According to the researchers, the FDA also lacks a formal approach and adequate resources to review those food additives and GRAS substances already on the market. After an ingredient is added to foods, if research later suggests harms, the FDA can review the new data and, if needed, take action to reduce or remove it from foods. In a rare exception, the FDA announced in March that it would be reviewing 21 chemicals found in foods, including several food ingredients—a tiny fraction of the thousands of food additives and GRAS substances used today.
An example of the 21 food additives to be reviewed is potassium bromate, a chemical added to baked goods and drinks with evidence that it may cause cancer. Potassium bromate is banned in Europe, Canada, China, and Japan. California recently passed a law to ban its use, along with three other chemicals, and similar bills have been introduced in Illinois, New York, and Pennsylvania. “This is a stark example of the FDA’s regulatory gap,” said Pomeranz. “We’re seeing states starting to act to fill the regulatory void left by the FDA’s inaction over substances increasingly associated with harm.”
The FDA’s oversight of GRAS ingredients on the market is also limited. The agency rarely revokes GRAS designation (an FDA inventory only shows 15 substances that were considered GRAS and then later determined to not be), nor does the FDA review foods on an ongoing basis with GRAS ingredients that can be safe when added at low levels but not in large quantities—for instance, caffeine, salt, and sugar.
“In 1977, the FDA approved caffeine as a GRAS substance for use in sodas at a low level: 0.02%,” said Pomeranz. “But today, caffeine is added to energy drinks at levels far exceeding this, which is causing caffeine-related hospitalizations and even deaths. Given that the FDA regulates the use of GRAS substances, the agency could set limits on the amount of caffeine in energy drinks.”
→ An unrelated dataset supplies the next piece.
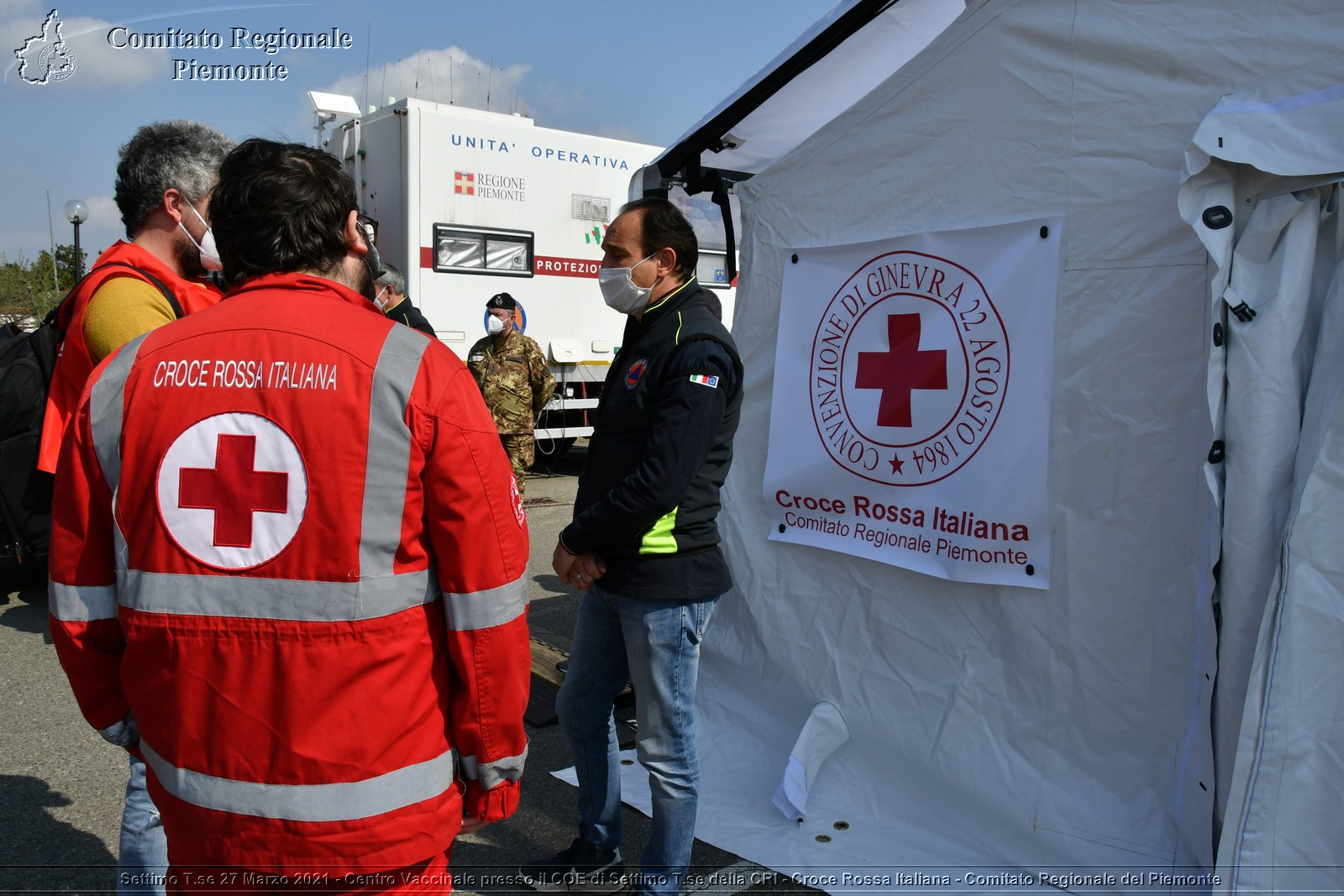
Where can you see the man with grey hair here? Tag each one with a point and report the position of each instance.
(165, 175)
(391, 297)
“The sheer number of GRAS substances and food additives on the market, combined with the lack of knowledge about the existence of self-GRAS ingredients, insufficient resources, and documented time delays even for well-supported action, renders reliance on post-market authority flawed and unreliable to ensure a safe food supply,” said study coauthor Emily Broad Leib, JD, director of Harvard Law School Center for Health Law and Policy Innovation and founding director of the Harvard Law School Food Law and Policy Clinic. “FDA is only starting to utilize its post-market powers to review a tiny number of ingredients in the food supply, even though evidence of harm has been present for decades.”
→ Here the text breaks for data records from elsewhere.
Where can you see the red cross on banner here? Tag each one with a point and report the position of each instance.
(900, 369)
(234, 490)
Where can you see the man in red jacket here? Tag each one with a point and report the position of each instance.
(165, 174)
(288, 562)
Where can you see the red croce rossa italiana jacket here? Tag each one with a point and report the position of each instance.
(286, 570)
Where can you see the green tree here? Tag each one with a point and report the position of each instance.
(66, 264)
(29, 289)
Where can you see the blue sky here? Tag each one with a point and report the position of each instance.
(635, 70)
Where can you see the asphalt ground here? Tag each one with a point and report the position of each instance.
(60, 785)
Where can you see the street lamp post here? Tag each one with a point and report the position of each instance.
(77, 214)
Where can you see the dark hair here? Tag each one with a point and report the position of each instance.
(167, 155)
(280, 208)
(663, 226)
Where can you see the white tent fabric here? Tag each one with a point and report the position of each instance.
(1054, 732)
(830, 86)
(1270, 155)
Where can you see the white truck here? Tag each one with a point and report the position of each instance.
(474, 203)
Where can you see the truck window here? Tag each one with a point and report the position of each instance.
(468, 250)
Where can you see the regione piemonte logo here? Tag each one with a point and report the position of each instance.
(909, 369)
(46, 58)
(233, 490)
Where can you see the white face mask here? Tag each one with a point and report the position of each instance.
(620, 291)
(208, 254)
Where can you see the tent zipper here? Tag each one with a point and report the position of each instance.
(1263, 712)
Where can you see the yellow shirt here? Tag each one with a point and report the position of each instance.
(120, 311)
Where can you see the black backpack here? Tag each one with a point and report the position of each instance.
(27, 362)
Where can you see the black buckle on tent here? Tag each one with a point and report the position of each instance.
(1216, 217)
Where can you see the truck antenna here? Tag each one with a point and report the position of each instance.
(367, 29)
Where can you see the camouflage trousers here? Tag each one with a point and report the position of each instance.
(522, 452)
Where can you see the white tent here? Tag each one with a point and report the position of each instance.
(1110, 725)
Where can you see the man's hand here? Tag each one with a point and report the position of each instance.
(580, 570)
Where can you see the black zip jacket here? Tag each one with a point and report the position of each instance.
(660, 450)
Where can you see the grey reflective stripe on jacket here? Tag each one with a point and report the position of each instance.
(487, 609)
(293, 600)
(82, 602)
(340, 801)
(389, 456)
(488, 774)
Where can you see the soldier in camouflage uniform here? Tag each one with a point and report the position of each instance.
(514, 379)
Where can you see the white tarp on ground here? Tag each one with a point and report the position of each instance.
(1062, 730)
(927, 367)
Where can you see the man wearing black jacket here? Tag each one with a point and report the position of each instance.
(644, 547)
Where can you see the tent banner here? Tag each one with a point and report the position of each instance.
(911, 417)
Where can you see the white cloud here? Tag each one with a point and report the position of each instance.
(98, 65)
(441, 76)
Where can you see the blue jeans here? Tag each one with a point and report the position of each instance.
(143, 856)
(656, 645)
The authors’ analysis provides the FDA and Congress with several potential actions to better assess and oversee the safety of both GRAS substances and food additives. This could include introducing a new requirement that companies must publicly notify the FDA of the use of GRAS ingredients, and share their underlying safety data, before they are put in foods; creating a robust review process to reevaluate the safety of GRAS ingredients and food additives once they are already on the market; and clarifying the distinction between GRAS ingredients and food additives.
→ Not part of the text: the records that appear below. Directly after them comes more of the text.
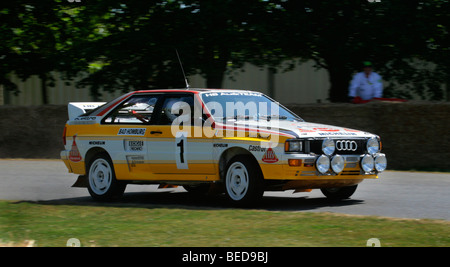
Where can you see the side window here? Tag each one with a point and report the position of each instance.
(136, 110)
(177, 110)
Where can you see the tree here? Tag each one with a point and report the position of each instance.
(339, 35)
(34, 38)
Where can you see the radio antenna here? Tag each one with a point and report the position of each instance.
(182, 69)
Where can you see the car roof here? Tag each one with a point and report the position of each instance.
(190, 90)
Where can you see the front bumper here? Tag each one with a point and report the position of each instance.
(307, 168)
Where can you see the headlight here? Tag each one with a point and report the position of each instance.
(337, 163)
(381, 163)
(367, 163)
(328, 147)
(323, 164)
(293, 146)
(373, 146)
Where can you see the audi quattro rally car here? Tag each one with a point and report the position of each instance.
(240, 141)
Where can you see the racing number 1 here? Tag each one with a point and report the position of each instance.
(180, 150)
(181, 146)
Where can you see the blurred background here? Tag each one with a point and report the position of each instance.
(301, 52)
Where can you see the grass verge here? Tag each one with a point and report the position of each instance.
(54, 225)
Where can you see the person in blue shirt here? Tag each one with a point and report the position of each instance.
(366, 85)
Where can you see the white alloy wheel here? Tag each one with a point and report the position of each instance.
(100, 176)
(237, 181)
In order to fund this stronger oversight of the food supply, the researchers suggest that Congress could allocate additional resources to the FDA or establish a user fee program in which food companies pay for the FDA to review the safety of their ingredients before they are added to foods. “Both the FDA and Congress can do more to enable the FDA to meet its mission of ensuring a safe food supply,” said Pomeranz. The National Institutes of Health supported the research.